In 1994 Robert Reed, the author of Down the Bright Way, published Beyond the Veil of Stars, an unusual but gripping science fiction novel that became a New York Times Notable Book of the Year. Cornell Novak's father was a UFO hunter who never gave up in his quest for the aliens whom he claimed abducted Cornell's mother. But the night that the sky is ripped away and replaced with a mirror image of the Earth, life on the planet is changed forever and Cornell's father becomes a celebrity... and Cornell is recruited by a mysterious government agency.
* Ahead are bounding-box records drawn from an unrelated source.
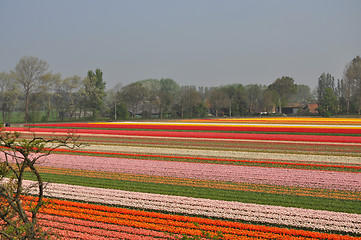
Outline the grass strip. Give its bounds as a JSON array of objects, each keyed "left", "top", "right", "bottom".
[
  {"left": 24, "top": 173, "right": 361, "bottom": 214},
  {"left": 49, "top": 149, "right": 361, "bottom": 172}
]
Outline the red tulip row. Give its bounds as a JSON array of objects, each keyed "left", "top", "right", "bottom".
[
  {"left": 24, "top": 197, "right": 356, "bottom": 239},
  {"left": 49, "top": 149, "right": 361, "bottom": 171},
  {"left": 23, "top": 123, "right": 361, "bottom": 134},
  {"left": 6, "top": 128, "right": 361, "bottom": 143}
]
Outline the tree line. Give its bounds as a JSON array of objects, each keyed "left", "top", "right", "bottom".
[{"left": 0, "top": 56, "right": 361, "bottom": 122}]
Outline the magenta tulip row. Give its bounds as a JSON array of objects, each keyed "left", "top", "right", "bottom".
[
  {"left": 25, "top": 181, "right": 361, "bottom": 233},
  {"left": 35, "top": 154, "right": 361, "bottom": 191}
]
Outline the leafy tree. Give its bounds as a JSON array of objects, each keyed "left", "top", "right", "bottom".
[
  {"left": 209, "top": 88, "right": 226, "bottom": 117},
  {"left": 345, "top": 56, "right": 361, "bottom": 114},
  {"left": 158, "top": 78, "right": 180, "bottom": 118},
  {"left": 38, "top": 73, "right": 61, "bottom": 122},
  {"left": 83, "top": 69, "right": 106, "bottom": 118},
  {"left": 318, "top": 87, "right": 339, "bottom": 117},
  {"left": 0, "top": 131, "right": 79, "bottom": 239},
  {"left": 317, "top": 73, "right": 338, "bottom": 116},
  {"left": 14, "top": 57, "right": 48, "bottom": 123},
  {"left": 54, "top": 76, "right": 81, "bottom": 121},
  {"left": 176, "top": 86, "right": 203, "bottom": 118},
  {"left": 119, "top": 82, "right": 149, "bottom": 117},
  {"left": 289, "top": 84, "right": 311, "bottom": 103},
  {"left": 245, "top": 84, "right": 266, "bottom": 114},
  {"left": 268, "top": 76, "right": 296, "bottom": 113}
]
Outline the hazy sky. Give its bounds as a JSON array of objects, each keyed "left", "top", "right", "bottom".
[{"left": 0, "top": 0, "right": 361, "bottom": 89}]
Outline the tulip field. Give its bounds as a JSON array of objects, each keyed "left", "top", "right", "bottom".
[{"left": 6, "top": 117, "right": 361, "bottom": 239}]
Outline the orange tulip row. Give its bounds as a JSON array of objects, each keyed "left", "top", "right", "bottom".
[
  {"left": 32, "top": 166, "right": 361, "bottom": 201},
  {"left": 24, "top": 197, "right": 355, "bottom": 239}
]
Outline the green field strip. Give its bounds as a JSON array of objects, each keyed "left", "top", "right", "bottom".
[
  {"left": 48, "top": 150, "right": 361, "bottom": 172},
  {"left": 24, "top": 173, "right": 361, "bottom": 214}
]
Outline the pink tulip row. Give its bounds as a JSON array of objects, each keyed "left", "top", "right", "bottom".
[
  {"left": 37, "top": 154, "right": 361, "bottom": 191},
  {"left": 39, "top": 214, "right": 171, "bottom": 240},
  {"left": 25, "top": 181, "right": 361, "bottom": 233}
]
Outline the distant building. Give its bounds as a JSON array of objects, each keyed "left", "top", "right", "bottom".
[{"left": 282, "top": 103, "right": 318, "bottom": 115}]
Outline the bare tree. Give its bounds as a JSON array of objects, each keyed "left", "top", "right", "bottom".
[
  {"left": 15, "top": 57, "right": 48, "bottom": 123},
  {"left": 0, "top": 132, "right": 80, "bottom": 239}
]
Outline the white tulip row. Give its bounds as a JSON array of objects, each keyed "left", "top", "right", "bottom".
[{"left": 24, "top": 181, "right": 361, "bottom": 233}]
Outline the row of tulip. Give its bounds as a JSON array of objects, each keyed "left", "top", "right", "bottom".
[
  {"left": 24, "top": 181, "right": 361, "bottom": 233},
  {"left": 35, "top": 154, "right": 361, "bottom": 191},
  {"left": 6, "top": 127, "right": 361, "bottom": 143},
  {"left": 47, "top": 145, "right": 361, "bottom": 172},
  {"left": 21, "top": 196, "right": 356, "bottom": 239},
  {"left": 186, "top": 117, "right": 361, "bottom": 125},
  {"left": 25, "top": 122, "right": 361, "bottom": 134},
  {"left": 11, "top": 127, "right": 361, "bottom": 158},
  {"left": 32, "top": 167, "right": 361, "bottom": 201}
]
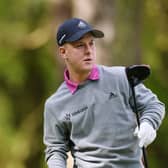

The agency reveals that Earth has indeed contacted many alien races through the Portal, a device that allows travel between the worlds but translates the traveler into the indigenous lifeform of the destination world. Together with a beautiful but enigmatic alien named Porsche, Cornell began to unravel both the nature of the Portal and dark secrets buried on Earth.

And now Tor has released the sequel, Beneath the Gated Sky (Tor, September 11, 1997, $23.95). Having survived their adventures on the gated worlds through the Portal, Cornell and Porsche return to Earth to face a conspiracy so labyrinthine and far-reaching that they find they can only trust themselves. If you enjoy literary SF that departs from the norm in the first chapter and never looks back, you could do much worse than this.

On the Shelves

Here we point out those books still in print which we've recently discovered or which we've just had recommended to us. As always, if you have your own suggestions (and we know you do!) be sure to let us know.

Children's books -- and in particular picture books -- are an unexplored gold mine of original fantasy that most adults don't discover until their progeny show up, demanding nighttime reading material. If you've got children, or make it a habit to read to your various nieces and nephews, then perhaps you've been lucky enough to stumble across Clay Boy (Greenwillow Books, 1997, $16) by Mirra Ginsburg and illustrated by Jos. A. Smith. If not, pay attention.

Adapted from a Russian folk tale, Clay Boy tells the simultaneously funny and frightening story of an elderly couple, lonely now that their children and grandchildren have moved on, who create a small clay boy to care for. The clay boy comes to life almost immediately, announcing "I am here! I am hungry!" And then this charming children's tale rapidly turns dark as the clay boy's appetite rages unchecked and he devours everything and everyone in his path, until a fateful encounter with a very brave billy goat. A chilling tale cheerfully illustrated with a bright and open style by the very talented Smith, Clay Boy may be a bit too much for some youngsters.

And lastly we have the second volume in a very light-hearted (and relatively loosely connected) fantasy series, The Cloak and Dagger. In the first volume, Anvil of the Sun, Jennifleur and Thibault, two would-be members of the powerful Assassins' Guild, managed to prove themselves worthy of full membership with a dangerous assignment in the desert of Ashkharon. And now the duo is back in Bridge of Valor (Roc, July 1997, 427 pages, $6.50) as full-fledged operatives of the Guild.

The lord of Valor's Rest, certain that a powerful and possibly mad wizard is behind the bizarre magical incidents plaguing his northern estate, has appealed to the Guild for help. The assignment falls to Jen and Thibault, who must penetrate the elite world of the castle's aristocracy to unravel the truth, a task that will demand as much from their wits as it does their weapons. Original and, at times, very funny, this new novel is a welcome addition to a new fantasy series.